Historic tests hint at 97% recovery if a flotation circuit gets bolted onto the existing Georgetown plant
Metallurgy is where junior gold stories quietly live or die, and today Savannah Goldfields (ASX:SVG) gave investors a result that lands on the right side of that line. Test work on sulphide core from Electric Light and Red Dam returned total gold recoveries of 71.6% and 70.7% respectively through a gravity and cyanide flowsheet.
Importantly, those numbers were modelled on running the ore through the existing Georgetown Gold Processing Plant in its current configuration. No new circuit, no capex blowout, no waiting on a financing package to justify a redesign.
The Electric Light sample assayed at 3.0 g/t Au and Red Dam at 17.2 g/t Au, with the higher-grade Red Dam material recovering more gold through cyanide leaching of the gravity tails. Both results sit closely in line with historic test work from 2007 and 2013, which matters because it removes a layer of doubt about whether the sulphide ounces in the resource model are actually pourable.
The bigger prize, though, is buried in the back half of the announcement. Historic flotation tests pulled recoveries of 97.4% at Electric Light and 94.9% at Red Dam.
Why 70% recovery through the existing plant is the floor, not the ceiling
The headline result confirms Savannah can process Electric Light and Red Dam sulphides through the Georgetown Gold Processing Plant without modification and still recover more than 70% of the contained gold. For a small-cap with a producing plant already standing 30 km south, that is the cheapest possible route to first revenue from these deposits.
It also reframes the resource work we covered last year. Electric Light moved into the Indicated category for the first time at 46,000 ounces, and a mine plan is only as good as the recovery it assumes. A 70% recovery floor through existing infrastructure is the kind of number that lets a feasibility study actually start.
What makes this result useful rather than just adequate is the diagnostic leach work.
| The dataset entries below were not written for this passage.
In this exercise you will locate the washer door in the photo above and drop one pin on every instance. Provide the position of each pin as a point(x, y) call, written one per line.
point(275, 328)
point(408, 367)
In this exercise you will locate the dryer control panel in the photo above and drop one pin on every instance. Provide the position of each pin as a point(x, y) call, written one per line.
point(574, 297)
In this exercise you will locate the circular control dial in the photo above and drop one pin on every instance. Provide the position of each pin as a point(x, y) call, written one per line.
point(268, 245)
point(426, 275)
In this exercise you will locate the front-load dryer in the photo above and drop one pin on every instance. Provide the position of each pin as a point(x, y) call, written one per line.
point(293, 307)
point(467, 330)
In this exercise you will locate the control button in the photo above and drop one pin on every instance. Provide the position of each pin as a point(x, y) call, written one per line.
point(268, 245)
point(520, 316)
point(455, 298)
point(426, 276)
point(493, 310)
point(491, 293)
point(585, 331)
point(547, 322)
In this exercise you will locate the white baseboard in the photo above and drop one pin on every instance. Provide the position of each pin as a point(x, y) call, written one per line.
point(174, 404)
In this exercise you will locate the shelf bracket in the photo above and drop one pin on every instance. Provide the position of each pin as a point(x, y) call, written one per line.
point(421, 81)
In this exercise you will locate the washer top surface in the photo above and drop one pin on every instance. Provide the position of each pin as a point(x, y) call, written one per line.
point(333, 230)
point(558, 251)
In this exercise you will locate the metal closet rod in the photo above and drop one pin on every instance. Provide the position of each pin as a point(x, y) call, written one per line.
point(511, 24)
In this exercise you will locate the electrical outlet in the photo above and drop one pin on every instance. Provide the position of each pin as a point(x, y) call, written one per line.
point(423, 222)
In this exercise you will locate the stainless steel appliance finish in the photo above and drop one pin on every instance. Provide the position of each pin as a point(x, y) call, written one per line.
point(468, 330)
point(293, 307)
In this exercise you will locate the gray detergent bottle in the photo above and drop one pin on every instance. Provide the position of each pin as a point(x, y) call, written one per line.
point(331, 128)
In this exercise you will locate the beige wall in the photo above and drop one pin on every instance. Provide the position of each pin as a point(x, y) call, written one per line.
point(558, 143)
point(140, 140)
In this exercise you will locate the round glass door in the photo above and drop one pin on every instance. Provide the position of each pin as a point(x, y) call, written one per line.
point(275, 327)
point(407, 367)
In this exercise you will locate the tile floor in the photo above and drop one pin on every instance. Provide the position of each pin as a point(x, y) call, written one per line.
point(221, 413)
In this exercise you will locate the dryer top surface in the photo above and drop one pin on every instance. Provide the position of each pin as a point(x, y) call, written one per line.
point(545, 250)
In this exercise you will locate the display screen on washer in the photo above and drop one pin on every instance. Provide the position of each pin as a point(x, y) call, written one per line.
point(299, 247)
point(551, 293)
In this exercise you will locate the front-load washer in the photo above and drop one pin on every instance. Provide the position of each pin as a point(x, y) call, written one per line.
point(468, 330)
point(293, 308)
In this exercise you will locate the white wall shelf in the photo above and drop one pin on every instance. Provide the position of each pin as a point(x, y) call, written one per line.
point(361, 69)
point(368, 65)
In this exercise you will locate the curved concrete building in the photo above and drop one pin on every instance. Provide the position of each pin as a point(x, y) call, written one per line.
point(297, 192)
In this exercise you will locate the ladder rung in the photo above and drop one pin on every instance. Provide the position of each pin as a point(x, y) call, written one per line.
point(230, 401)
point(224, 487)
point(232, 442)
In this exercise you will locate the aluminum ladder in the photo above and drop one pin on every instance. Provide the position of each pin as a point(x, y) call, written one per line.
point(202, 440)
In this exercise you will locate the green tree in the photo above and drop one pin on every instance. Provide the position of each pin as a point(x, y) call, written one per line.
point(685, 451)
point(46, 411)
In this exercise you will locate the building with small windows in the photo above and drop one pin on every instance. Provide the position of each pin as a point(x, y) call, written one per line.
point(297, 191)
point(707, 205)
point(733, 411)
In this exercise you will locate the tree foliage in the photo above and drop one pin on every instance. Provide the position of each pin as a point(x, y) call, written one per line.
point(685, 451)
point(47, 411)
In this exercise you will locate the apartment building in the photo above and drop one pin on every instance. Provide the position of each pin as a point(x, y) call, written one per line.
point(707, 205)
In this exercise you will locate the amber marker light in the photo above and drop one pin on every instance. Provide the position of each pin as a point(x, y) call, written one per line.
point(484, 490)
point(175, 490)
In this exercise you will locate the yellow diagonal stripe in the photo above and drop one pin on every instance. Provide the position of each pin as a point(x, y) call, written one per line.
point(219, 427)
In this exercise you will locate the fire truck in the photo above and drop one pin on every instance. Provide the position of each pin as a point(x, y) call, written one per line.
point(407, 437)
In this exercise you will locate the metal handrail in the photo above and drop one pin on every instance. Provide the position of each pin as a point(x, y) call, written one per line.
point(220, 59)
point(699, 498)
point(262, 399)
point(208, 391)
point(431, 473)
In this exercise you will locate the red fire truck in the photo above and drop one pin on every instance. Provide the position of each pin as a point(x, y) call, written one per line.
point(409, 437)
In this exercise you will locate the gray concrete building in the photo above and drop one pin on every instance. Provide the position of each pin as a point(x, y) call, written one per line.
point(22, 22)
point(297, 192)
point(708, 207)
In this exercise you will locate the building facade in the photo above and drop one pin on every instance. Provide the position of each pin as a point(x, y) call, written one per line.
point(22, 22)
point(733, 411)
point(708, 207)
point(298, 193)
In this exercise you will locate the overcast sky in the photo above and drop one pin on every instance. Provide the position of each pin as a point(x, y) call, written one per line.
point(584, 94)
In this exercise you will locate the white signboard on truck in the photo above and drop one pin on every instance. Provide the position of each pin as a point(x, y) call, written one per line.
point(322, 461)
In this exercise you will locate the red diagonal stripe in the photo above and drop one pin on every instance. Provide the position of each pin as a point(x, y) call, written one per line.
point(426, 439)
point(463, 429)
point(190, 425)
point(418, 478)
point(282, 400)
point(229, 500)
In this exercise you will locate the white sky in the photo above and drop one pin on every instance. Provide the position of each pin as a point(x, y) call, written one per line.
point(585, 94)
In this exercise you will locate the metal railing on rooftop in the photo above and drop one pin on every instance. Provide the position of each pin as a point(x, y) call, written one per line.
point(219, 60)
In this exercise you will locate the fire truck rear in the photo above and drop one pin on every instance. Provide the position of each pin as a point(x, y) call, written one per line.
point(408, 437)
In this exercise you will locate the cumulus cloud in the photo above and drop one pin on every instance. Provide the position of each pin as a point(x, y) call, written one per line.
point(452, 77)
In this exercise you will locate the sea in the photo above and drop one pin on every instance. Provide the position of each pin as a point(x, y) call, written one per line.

The refractory gold sits mostly in arsenopyrite and carbonaceous material, both of which respond well to flotation. The lost ounces are not lost forever, they are simply waiting on a different circuit.
The flotation question is now the real investment debate
Historic test work by Metcom and Core Process Engineering returned flotation recoveries of 97.4% for Electric Light and 94.9% for Red Dam. Savannah is planning fresh flotation testing in 2026 to validate those numbers and assess the economics of adding a flotation plant to Georgetown.
The gap between 70% and 95% recovery is enormous in ounce terms, particularly when applied to the higher-grade Red Dam material. At a 17 g/t head grade, recovering an extra 25 percentage points of gold changes the project’s economics in a way no incremental drilling could.
We think this is the announcement’s true signal. Savannah has two viable processing routes now. The simple one works today. The better one requires capital, and the question for investors becomes whether the company can justify and finance that capital based on the resource base at hand.
The skeptical read worth holding alongside the recovery numbers
The composited sample weights were modest at roughly 42 kg per deposit, and the variance between submitted grade and assayed head grade was material at both sites. Savannah attributes this to coarse gold and compositing effects, which is plausible, but it does mean these recoveries should be confirmed at larger scale before being treated as bankable.
Worth noting too that the historic flotation results were generated by companies that never listed, never published the work, and never built the plant. The 97% number is a target, not a precedent. New test work in 2026 will either validate it or quietly recalibrate expectations.
The Investors Takeaway for Savannah Goldfields
Savannah has now de-risked the two questions that matter most for a small-cap with a plant and a growing resource base. The ounces are real and classified, and at least 70% of them can be recovered through existing infrastructure. That puts the company in a fundamentally different position than it was 12 months ago.
The 2026 flotation programme is now the catalyst worth watching. If it confirms the historic 95%-plus numbers, the investment case shifts from a marginal toll-treating story to a credible mid-tier processing hub for the Etheridge Goldfield. Investors can read our previous coverage of the Electric Light resource upgrade at stocksdownunder for the geology side of the story.
From here, the question is whether Savannah can move the conversation from recoveries to reserves, and from a flowsheet to a financing decision. The metallurgy just gave management permission to start that conversation.